Nvidia, trying to move its graphics chips into the supercomputing market, has found a niche helping engineers build brain-like systems called neural networks.
For years, the company has advocated the idea of offloading processing tasks from general-purposes central processing units (CPUs) to its own graphics processing units (GPUs). That approach has won over some researchers and companies involved with neural networks, which reproduce some of the electrical behavior of real-world nerve cells inside a computer.
Neurons in the real world work by sending electrical signals around the brain, but much of the actual functioning of the brain remains a mystery. Neural networks in computers, somewhat perversely, emulate this mysteriousness. Instead of running explicit programming instructions to perform a particular job, they're "trained" by handling source data that creates communication patterns among many nodes in the neural network. The trained neural network then can be used to recognize patterns -- or cat pictures like one Google research example that's now commercialized as part of Google+ photos.
One Nvidia customer is Nuance, which uses neural networks to develop speech recognition systems that ultimately end up in places like cars or tech support phone lines. "We have been working with GPUs for over four years, but the recent models -- specifically the 'Kepler' line from Nvidia are providing the most substantial benefits," said Nuance's Chief Technology Officer Vlad Sejnoha in a statement. "We use a large-scale computing grid composed of a mixture of CPUs and GPUs, and are achieving an order of magnitude speedup over pure CPU-based baselines."
Neural network experts at Stanford University -- including Andrew Ng, who's worked on neural networks at Google -- have been working on marrying GPUs to neural networks. In a paper (PDF) for the International Conference on Machine Learning, they describe their work to get around thorny issues of getting the right data to the right GPU.
"Attempting to build large clusters of GPUs is difficult due to communications bottlenecks," they wrote in the paper, but the researchers' approach "might reasonably be packaged into optimized software libraries" to help others with the problem.
High-performance computing is in the news with the International Supercomputing Conference in Leipzig, Germany, this week.
GPUs are particularly well suited to doing large numbers of calculations that can take place in parallel. CPUs such as Intel's Core line are generally designed for tasks that run sequentially instead of being split into independent chunks, though multicore models of the last decade are increasingly parallel.
Still, general-purpose CPUs are not as parallel as GPUs, and Nvidia has made inroads into the Top500 list of the fastest supercomputers, with GPUs giving 39 machines a processing boost.
Intel isn't standing idly by while GPUs gain ground. It's got its own accelerator technology, the Xeon Phi co-processors, which plug into servers' PCI Express expansion slots. The current fastest supercomputer, the Tianhe-2, gets a boost from the Phi chips.
On Monday, Intel detailed its second-generation design, code-named Knights Landing, which will be built on the next-generation 14nm manufacturing process that enables more circuitry to be crammed onto a given sized chip. Two significant changes: the Knights Bridge co-processors will be able to plug straight into a regular CPU socket, which should make programming easier, and they'll have a built-in memory controller for faster data transfer.
In addition, Intel introduced new products based on the current-generation Phi chip, including the 7100 that doubles available memory to 16GB, the less expensive 3100, and the 5120D that can be mounted in a chip socket for high-density computing designs that lack room for a plug-in card.
Intel argues its approach is easier to program. Nvidia's GPU programming technology, though, called CUDA, has been maturing for years.
At the supercomputing conference, Nvidia announced CUDA 5.5, which lets programmers use GPU-based programs on machines with ARM-based CPUs, not just x86-based CPUs such as those from Intel. ARM processors are selling like hotcakes for use in smartphones and tablets because of their energy-efficient designs, and now they've begun expanding into some corners of the laptop and server market, too.

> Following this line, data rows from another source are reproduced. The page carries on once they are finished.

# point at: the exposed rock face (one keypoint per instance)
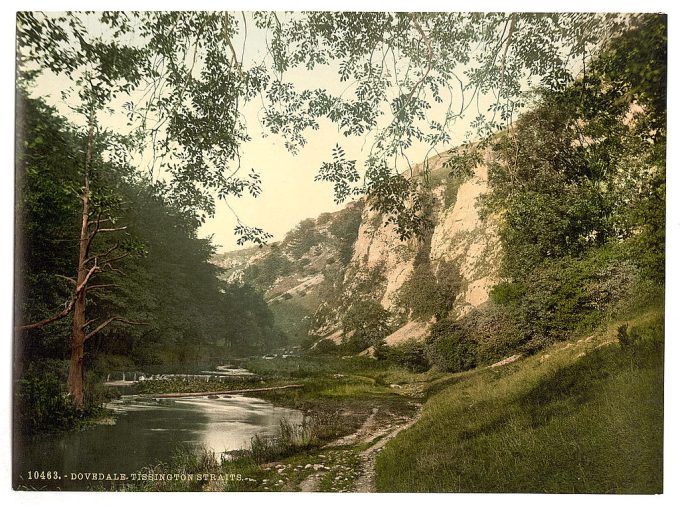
(460, 236)
(381, 262)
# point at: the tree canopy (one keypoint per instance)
(187, 76)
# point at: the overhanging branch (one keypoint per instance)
(105, 323)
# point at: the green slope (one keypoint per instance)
(585, 416)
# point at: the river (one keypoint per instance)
(147, 431)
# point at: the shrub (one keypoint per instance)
(410, 354)
(42, 402)
(450, 348)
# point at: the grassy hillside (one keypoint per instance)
(585, 416)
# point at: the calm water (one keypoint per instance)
(146, 432)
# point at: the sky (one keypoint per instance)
(672, 413)
(290, 193)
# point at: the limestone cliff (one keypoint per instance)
(352, 258)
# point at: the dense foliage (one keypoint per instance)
(579, 185)
(164, 280)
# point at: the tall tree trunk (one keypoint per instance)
(75, 369)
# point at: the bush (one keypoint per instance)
(42, 402)
(410, 354)
(450, 348)
(324, 347)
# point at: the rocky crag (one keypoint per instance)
(311, 277)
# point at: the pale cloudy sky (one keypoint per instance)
(290, 193)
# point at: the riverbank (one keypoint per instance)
(584, 415)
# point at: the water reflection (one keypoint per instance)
(147, 431)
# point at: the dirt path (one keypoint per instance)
(376, 426)
(366, 481)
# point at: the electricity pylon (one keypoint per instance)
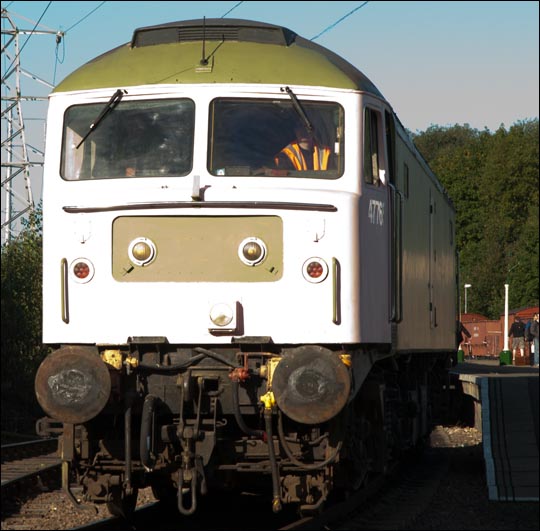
(17, 198)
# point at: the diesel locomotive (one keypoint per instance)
(220, 320)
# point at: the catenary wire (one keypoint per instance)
(26, 41)
(232, 8)
(337, 22)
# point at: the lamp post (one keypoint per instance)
(505, 357)
(466, 286)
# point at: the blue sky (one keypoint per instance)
(436, 62)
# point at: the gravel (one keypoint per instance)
(460, 501)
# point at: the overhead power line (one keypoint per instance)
(28, 38)
(232, 8)
(337, 22)
(85, 17)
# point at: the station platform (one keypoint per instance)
(506, 400)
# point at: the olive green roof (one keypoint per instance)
(217, 51)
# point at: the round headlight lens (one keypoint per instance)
(252, 251)
(142, 251)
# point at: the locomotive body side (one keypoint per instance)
(205, 301)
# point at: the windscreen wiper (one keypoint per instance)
(299, 109)
(111, 104)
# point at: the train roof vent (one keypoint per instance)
(212, 30)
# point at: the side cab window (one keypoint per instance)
(374, 159)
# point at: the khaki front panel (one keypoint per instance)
(197, 248)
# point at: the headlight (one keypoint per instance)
(142, 251)
(252, 251)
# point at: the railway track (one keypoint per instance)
(386, 504)
(391, 502)
(28, 469)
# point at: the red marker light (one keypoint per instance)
(81, 270)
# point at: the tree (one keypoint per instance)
(492, 179)
(22, 349)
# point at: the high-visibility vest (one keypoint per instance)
(294, 153)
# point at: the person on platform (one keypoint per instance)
(517, 331)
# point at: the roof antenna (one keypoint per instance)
(204, 60)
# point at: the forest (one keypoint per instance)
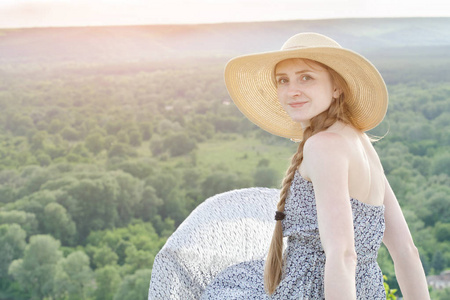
(100, 162)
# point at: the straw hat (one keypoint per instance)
(250, 81)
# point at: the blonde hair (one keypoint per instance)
(336, 112)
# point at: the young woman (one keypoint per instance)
(336, 206)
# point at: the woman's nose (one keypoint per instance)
(294, 90)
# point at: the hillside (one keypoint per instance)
(162, 42)
(111, 136)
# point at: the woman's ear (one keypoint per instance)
(337, 92)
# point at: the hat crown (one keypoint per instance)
(309, 39)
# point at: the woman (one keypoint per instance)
(336, 205)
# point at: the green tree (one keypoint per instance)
(94, 142)
(266, 177)
(134, 286)
(12, 246)
(58, 223)
(73, 277)
(27, 221)
(137, 259)
(36, 271)
(179, 144)
(108, 281)
(70, 134)
(105, 256)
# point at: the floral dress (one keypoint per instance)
(304, 258)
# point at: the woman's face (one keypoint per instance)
(304, 90)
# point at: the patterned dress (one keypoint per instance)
(304, 258)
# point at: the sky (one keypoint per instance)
(61, 13)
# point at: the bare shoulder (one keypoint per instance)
(324, 144)
(324, 152)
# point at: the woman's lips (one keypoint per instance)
(297, 104)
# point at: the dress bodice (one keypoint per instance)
(300, 223)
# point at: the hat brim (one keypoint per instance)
(251, 84)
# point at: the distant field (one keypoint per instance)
(242, 155)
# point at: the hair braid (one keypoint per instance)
(336, 112)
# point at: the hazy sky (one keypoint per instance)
(43, 13)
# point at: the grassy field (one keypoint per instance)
(243, 154)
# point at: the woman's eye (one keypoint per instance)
(305, 77)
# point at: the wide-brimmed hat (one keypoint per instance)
(250, 80)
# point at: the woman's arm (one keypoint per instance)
(326, 163)
(397, 238)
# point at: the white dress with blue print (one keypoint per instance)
(304, 258)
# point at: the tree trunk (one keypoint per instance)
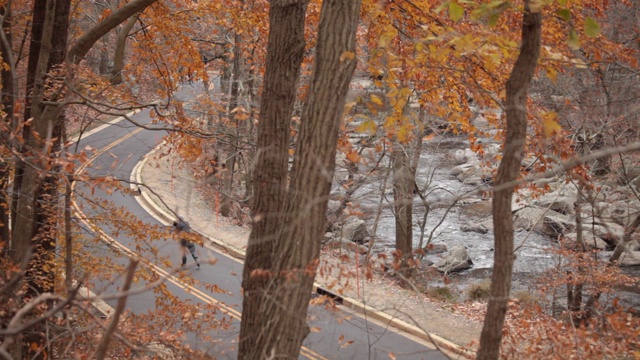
(121, 44)
(7, 95)
(277, 298)
(516, 112)
(285, 50)
(403, 205)
(232, 130)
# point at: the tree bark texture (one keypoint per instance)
(403, 185)
(232, 129)
(285, 50)
(121, 44)
(508, 171)
(8, 96)
(277, 299)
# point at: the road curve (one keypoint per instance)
(338, 334)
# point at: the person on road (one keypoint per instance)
(182, 226)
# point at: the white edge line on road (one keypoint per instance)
(104, 126)
(236, 254)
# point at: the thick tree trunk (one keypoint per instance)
(508, 171)
(403, 185)
(232, 129)
(8, 96)
(277, 298)
(284, 55)
(121, 44)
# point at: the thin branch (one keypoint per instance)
(122, 302)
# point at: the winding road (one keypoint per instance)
(337, 334)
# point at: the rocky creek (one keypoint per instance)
(459, 216)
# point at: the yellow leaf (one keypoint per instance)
(349, 106)
(368, 127)
(353, 156)
(550, 126)
(552, 74)
(347, 55)
(376, 100)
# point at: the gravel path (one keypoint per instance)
(176, 187)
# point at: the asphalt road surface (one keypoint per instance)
(338, 333)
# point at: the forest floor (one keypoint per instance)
(459, 323)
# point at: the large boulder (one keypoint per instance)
(432, 249)
(556, 223)
(474, 227)
(460, 169)
(529, 218)
(630, 258)
(571, 241)
(354, 229)
(609, 231)
(464, 156)
(563, 204)
(457, 260)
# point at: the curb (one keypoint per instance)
(152, 207)
(440, 343)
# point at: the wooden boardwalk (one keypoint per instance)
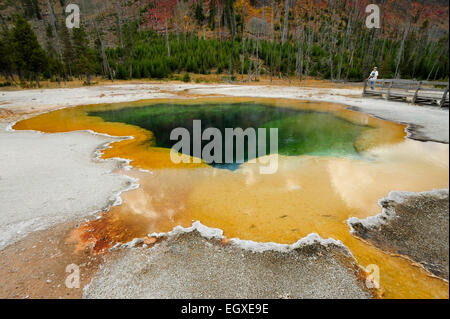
(416, 92)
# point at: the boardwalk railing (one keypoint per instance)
(416, 92)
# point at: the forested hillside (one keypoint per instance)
(240, 38)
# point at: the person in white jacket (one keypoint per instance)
(373, 77)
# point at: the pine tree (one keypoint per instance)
(84, 57)
(28, 53)
(67, 49)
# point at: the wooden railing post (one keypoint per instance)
(416, 94)
(444, 97)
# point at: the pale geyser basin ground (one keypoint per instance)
(308, 194)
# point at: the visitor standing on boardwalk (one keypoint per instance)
(373, 77)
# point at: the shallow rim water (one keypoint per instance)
(280, 208)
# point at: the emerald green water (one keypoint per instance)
(300, 132)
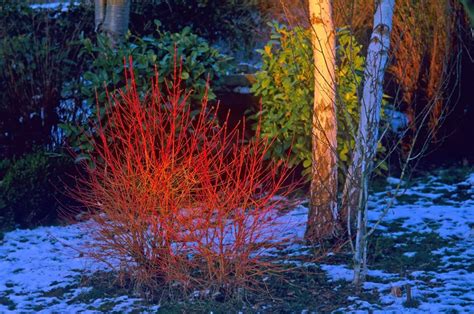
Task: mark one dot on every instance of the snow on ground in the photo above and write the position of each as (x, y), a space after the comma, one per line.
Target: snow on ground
(430, 226)
(52, 6)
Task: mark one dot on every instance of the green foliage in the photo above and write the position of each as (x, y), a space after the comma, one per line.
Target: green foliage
(199, 61)
(31, 189)
(286, 86)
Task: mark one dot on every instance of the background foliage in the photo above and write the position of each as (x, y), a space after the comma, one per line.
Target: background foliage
(286, 86)
(31, 189)
(152, 54)
(39, 55)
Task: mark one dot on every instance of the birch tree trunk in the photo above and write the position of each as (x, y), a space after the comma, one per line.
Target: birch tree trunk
(323, 199)
(99, 13)
(367, 137)
(112, 17)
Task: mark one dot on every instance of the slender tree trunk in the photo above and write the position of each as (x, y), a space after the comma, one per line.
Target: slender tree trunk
(112, 17)
(323, 203)
(367, 137)
(99, 12)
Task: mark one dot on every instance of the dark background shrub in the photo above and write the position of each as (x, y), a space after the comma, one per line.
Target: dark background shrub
(32, 188)
(39, 55)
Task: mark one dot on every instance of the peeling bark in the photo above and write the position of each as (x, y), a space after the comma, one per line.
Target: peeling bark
(356, 186)
(323, 199)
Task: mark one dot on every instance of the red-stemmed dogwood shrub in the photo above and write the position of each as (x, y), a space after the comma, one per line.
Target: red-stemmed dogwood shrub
(177, 198)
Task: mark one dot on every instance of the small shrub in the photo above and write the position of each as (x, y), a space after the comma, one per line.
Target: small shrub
(199, 61)
(175, 199)
(30, 190)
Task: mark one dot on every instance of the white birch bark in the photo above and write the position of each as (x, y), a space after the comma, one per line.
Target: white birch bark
(323, 203)
(368, 137)
(112, 17)
(99, 13)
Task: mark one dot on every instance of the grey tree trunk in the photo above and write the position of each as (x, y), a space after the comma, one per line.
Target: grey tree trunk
(112, 17)
(323, 199)
(356, 188)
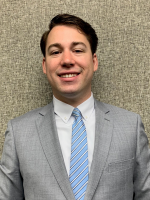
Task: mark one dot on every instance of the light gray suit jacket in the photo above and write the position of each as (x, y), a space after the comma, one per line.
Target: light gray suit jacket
(32, 165)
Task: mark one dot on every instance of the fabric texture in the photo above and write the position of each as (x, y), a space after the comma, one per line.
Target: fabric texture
(123, 77)
(79, 173)
(121, 157)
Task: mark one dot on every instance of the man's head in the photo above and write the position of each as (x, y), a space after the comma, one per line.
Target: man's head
(69, 58)
(78, 23)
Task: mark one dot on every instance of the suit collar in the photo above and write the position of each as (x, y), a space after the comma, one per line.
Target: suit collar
(50, 143)
(49, 140)
(103, 137)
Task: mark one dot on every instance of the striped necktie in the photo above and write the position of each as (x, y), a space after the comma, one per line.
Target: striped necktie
(79, 171)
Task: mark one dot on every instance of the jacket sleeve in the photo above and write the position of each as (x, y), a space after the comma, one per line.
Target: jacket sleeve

Nvidia itself has licensed the ARM design for its own Tegra processors, so it's got a vested interest beyond just graphics chips in seeing CUDA and ARM succeed.
CUDA on ARM systems isn't just for supercomputers, though. Roomba is using the technology for image recognition to help robots navigate better, and it can be used to help things like videogame physics engines on mobile devices to give realistic physical behavior to things like blowing curtains or splashing water. In both scenarios, saving battery life is important, said Roy Kim, marketing manager for Nvidia's Tesla group.
"If the workload is right, you're going to get about ten times the performance per watt over a CPU implementation," he said.